The Social Security taxable wage base increased from $168,600 in 2024 to $176,100 in 2025. This is the amount of your annual income subject to Social Security payroll taxes if you’re working. The tax rate is currently 12.4%, but if you’re traditionally employed, you only pay half of that while your employer covers the other half.

Most workers won’t be affected by this change since most people don’t earn $176,100 in a year. In that case, you’re used to paying Social Security taxes on all your income, and 2025 won’t be any different. But high earners could notice a change.

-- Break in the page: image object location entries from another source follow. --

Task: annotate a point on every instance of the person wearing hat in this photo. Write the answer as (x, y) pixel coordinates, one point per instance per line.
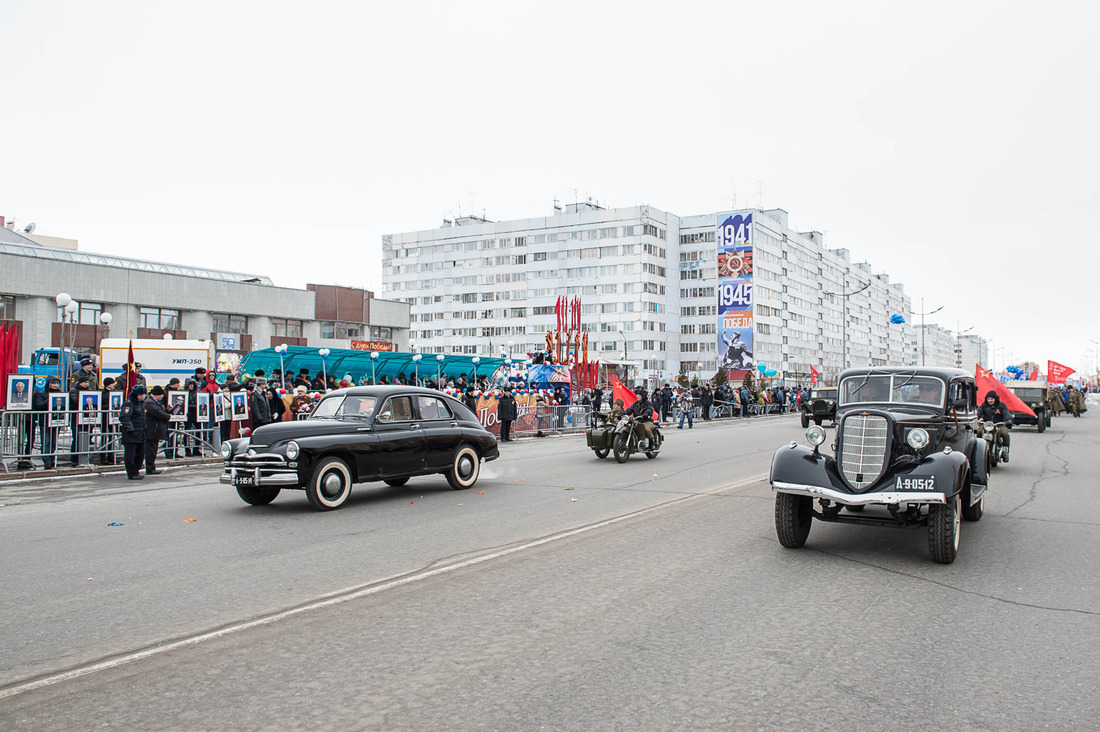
(132, 421)
(506, 413)
(156, 427)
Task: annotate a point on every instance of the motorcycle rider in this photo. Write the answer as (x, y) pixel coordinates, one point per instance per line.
(993, 410)
(616, 413)
(642, 411)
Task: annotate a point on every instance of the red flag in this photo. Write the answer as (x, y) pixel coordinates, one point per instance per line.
(987, 383)
(620, 392)
(1057, 373)
(131, 377)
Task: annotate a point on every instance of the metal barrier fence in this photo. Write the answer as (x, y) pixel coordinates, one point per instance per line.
(66, 438)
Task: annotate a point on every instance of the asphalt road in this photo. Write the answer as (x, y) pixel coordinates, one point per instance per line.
(561, 592)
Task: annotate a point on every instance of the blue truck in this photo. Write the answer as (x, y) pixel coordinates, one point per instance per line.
(45, 362)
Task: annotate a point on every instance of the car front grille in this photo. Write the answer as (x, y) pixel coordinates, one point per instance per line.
(862, 456)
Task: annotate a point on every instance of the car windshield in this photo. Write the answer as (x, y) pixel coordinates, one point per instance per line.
(893, 389)
(336, 407)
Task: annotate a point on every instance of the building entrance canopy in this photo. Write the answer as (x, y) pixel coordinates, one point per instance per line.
(389, 364)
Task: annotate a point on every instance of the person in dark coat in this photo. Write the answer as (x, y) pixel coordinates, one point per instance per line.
(156, 427)
(506, 414)
(260, 410)
(132, 419)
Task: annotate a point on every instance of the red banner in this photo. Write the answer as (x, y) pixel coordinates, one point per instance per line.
(987, 383)
(1057, 373)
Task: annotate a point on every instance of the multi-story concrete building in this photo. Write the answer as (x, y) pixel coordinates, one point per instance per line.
(971, 350)
(648, 281)
(934, 346)
(147, 299)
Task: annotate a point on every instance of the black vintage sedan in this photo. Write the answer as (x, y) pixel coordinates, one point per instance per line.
(906, 449)
(358, 435)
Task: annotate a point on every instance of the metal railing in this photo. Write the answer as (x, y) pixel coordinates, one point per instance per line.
(69, 439)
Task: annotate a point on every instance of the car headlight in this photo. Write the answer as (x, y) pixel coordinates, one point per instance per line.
(815, 435)
(917, 438)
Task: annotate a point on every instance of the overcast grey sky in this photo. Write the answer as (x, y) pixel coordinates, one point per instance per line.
(952, 144)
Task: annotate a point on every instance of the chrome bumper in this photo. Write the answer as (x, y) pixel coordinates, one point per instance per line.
(860, 499)
(265, 477)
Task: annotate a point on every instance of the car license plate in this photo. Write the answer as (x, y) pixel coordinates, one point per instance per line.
(915, 483)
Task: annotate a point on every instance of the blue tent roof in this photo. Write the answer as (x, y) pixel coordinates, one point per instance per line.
(358, 363)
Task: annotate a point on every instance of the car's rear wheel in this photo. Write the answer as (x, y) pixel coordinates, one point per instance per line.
(256, 495)
(793, 519)
(619, 448)
(330, 485)
(464, 468)
(944, 530)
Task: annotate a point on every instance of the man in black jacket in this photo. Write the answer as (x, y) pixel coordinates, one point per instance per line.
(506, 414)
(993, 410)
(156, 427)
(132, 419)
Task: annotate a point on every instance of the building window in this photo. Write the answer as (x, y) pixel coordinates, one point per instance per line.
(86, 315)
(228, 323)
(160, 318)
(286, 327)
(344, 330)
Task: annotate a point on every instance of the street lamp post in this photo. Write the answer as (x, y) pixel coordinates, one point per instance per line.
(922, 326)
(958, 343)
(845, 294)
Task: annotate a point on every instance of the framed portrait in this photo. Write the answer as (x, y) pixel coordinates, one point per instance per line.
(116, 400)
(240, 406)
(58, 410)
(89, 407)
(20, 388)
(220, 406)
(202, 407)
(177, 406)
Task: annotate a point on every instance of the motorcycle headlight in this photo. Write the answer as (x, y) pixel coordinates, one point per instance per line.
(815, 435)
(917, 438)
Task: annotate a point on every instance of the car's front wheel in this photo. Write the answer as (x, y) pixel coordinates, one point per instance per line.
(330, 484)
(257, 495)
(944, 530)
(464, 468)
(793, 519)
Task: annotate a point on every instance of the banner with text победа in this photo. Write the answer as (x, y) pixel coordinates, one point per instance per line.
(735, 291)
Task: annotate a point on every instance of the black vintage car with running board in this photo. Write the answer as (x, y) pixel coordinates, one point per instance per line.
(905, 449)
(358, 435)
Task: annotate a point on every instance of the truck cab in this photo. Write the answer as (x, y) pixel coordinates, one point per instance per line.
(45, 362)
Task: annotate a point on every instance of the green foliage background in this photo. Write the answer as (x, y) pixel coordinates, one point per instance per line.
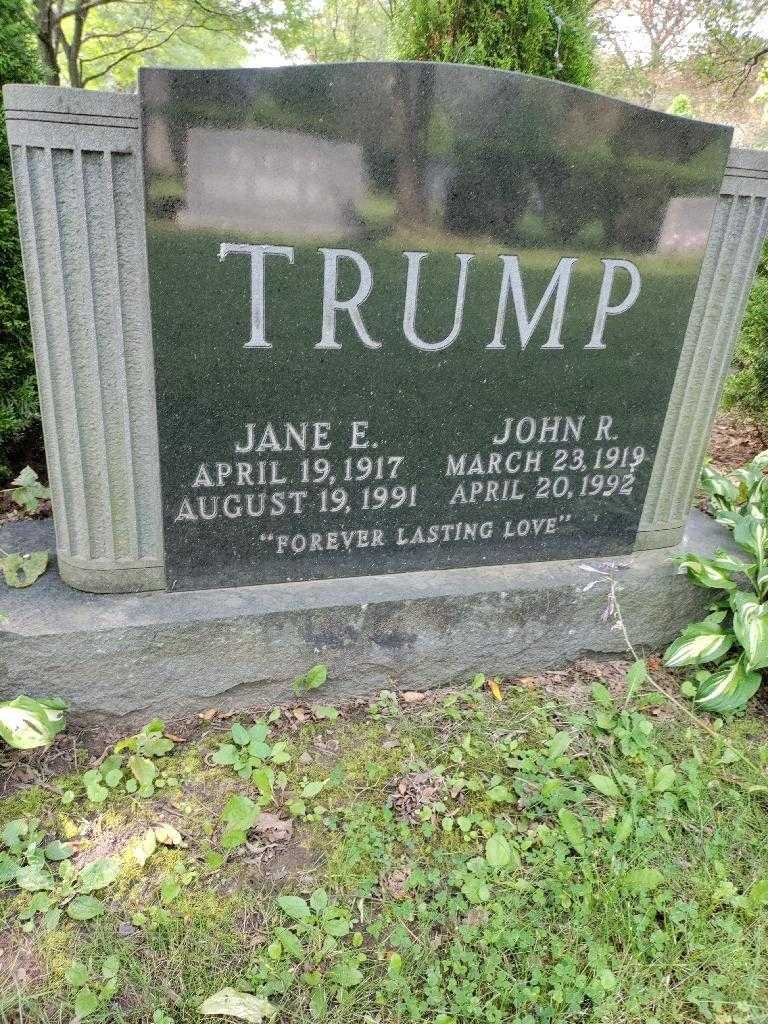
(18, 404)
(747, 390)
(551, 39)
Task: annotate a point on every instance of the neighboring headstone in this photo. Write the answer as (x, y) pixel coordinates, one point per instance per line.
(412, 316)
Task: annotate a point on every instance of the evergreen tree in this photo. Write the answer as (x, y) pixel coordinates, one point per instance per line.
(18, 406)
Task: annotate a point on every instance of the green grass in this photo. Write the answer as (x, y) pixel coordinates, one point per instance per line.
(630, 884)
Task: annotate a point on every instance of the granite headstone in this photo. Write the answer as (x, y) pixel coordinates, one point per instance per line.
(410, 315)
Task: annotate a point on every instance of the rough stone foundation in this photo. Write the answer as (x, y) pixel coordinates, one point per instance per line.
(136, 655)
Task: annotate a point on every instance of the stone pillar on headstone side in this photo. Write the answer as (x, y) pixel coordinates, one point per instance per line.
(736, 238)
(77, 173)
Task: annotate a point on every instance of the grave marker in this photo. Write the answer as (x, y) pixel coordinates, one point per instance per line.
(412, 316)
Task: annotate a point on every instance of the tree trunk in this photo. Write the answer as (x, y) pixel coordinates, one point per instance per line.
(47, 31)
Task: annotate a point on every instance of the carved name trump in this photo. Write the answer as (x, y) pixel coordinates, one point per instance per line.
(411, 316)
(511, 286)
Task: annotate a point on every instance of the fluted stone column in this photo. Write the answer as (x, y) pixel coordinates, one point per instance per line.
(77, 171)
(736, 238)
(77, 174)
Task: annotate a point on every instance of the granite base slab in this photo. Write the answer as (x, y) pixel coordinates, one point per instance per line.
(133, 656)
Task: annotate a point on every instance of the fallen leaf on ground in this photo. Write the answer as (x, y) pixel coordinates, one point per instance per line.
(495, 688)
(243, 1006)
(168, 836)
(273, 829)
(396, 883)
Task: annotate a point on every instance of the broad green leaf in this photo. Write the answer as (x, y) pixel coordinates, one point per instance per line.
(258, 732)
(697, 645)
(498, 851)
(58, 851)
(240, 812)
(241, 1006)
(706, 572)
(716, 483)
(643, 880)
(312, 680)
(143, 847)
(26, 724)
(233, 838)
(263, 778)
(336, 927)
(85, 907)
(227, 754)
(240, 734)
(142, 769)
(751, 627)
(76, 975)
(98, 875)
(758, 894)
(295, 907)
(605, 784)
(559, 743)
(572, 828)
(728, 689)
(624, 829)
(34, 879)
(23, 570)
(86, 1003)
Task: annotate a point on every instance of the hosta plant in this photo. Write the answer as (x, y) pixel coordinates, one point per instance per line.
(729, 648)
(26, 723)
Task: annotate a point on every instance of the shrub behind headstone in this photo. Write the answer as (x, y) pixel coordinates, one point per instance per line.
(551, 39)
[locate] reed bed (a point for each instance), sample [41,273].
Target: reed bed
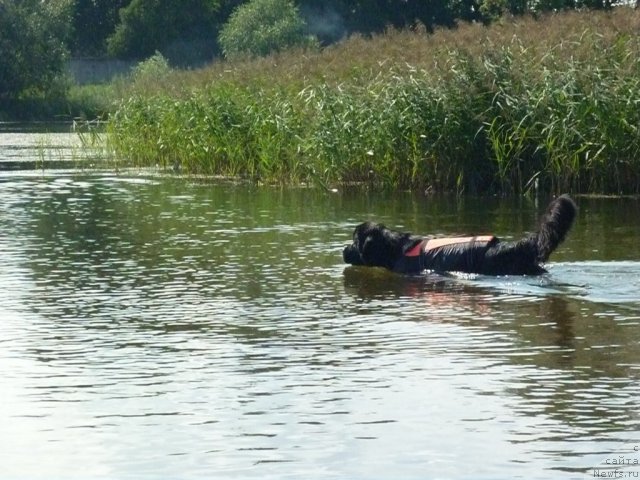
[549,103]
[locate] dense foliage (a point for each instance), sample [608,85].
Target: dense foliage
[147,26]
[261,27]
[552,102]
[32,47]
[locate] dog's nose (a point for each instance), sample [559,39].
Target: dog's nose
[351,255]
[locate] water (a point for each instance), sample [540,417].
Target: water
[160,328]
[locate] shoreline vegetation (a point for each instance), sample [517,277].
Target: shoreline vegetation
[549,103]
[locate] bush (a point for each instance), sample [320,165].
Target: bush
[260,27]
[32,48]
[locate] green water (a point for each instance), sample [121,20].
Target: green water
[161,328]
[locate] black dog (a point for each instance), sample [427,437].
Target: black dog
[377,246]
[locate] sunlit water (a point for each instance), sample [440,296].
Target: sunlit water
[163,328]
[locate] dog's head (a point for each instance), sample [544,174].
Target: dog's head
[375,245]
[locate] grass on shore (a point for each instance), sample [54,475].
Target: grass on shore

A 12.4% tax on an extra $7,500 could cost them another $930 in 2025. Those with incomes well into the six figures could expect to pay even more in future years as the taxable wage base continues to rise. This tax could get a lot more painful if the government moves to significantly raise or eliminate the taxable wage base in order to reduce Social Security’s funding shortfall. But for now, that remains a suggestion rather than a certainty.

2. A cost-of-living adjustment (COLA) that short-changes retirees

The 2025 Social Security cost-of-living adjustment (COLA) came in at 2.5%. That’s the smallest COLA since 2020 and will only add about $49 to the average retiree’s monthly check. It’s better than nothing, but many seniors who rely heavily on their benefits can tell you it’s not enough.

In spite of regular COLAs, Social Security has lost 20% of its buying power since 2010, according to The Senior Citizens League (TSCL). The typical retiree would need another $4,442 per year in order for their checks to have the same buying power as they did 15 years ago.

A big part of the problem is the way the government calculates COLAs. Right now, it uses the Consumer Price Index for Urban Wage Earners and Clerical Workers (CPI-W) to calculate the change in inflation from one year to the next. However, this index only looks at wage earners, not retirees. They’re tracked in a separate index known as the Consumer Price Index for the Elderly (CPI-E).

If the Social Security Administration had used the CPI-E to calculate the 2025 COLA, seniors would have gotten a 3% raise instead of 2.5%. That would’ve increased the average check by $58 per month.

There are those in government who want the Social Security Administration to make the switch to the CPI-E, but so far, they’ve had trouble getting others on board. Part of this is due to Social Security’s looming insolvency. Anything that would increase payable benefits — like larger COLAs — would also accelerate the insolvency date. So, it’s unlikely this change will occur until the government addresses the shortfall.

In the meantime, it’s largely down to seniors to figure out how to stretch their dollars the furthest. Claiming strategically, if you haven’t already applied, is helpful. Having other sources of retirement income can also go a long way toward improving your financial security.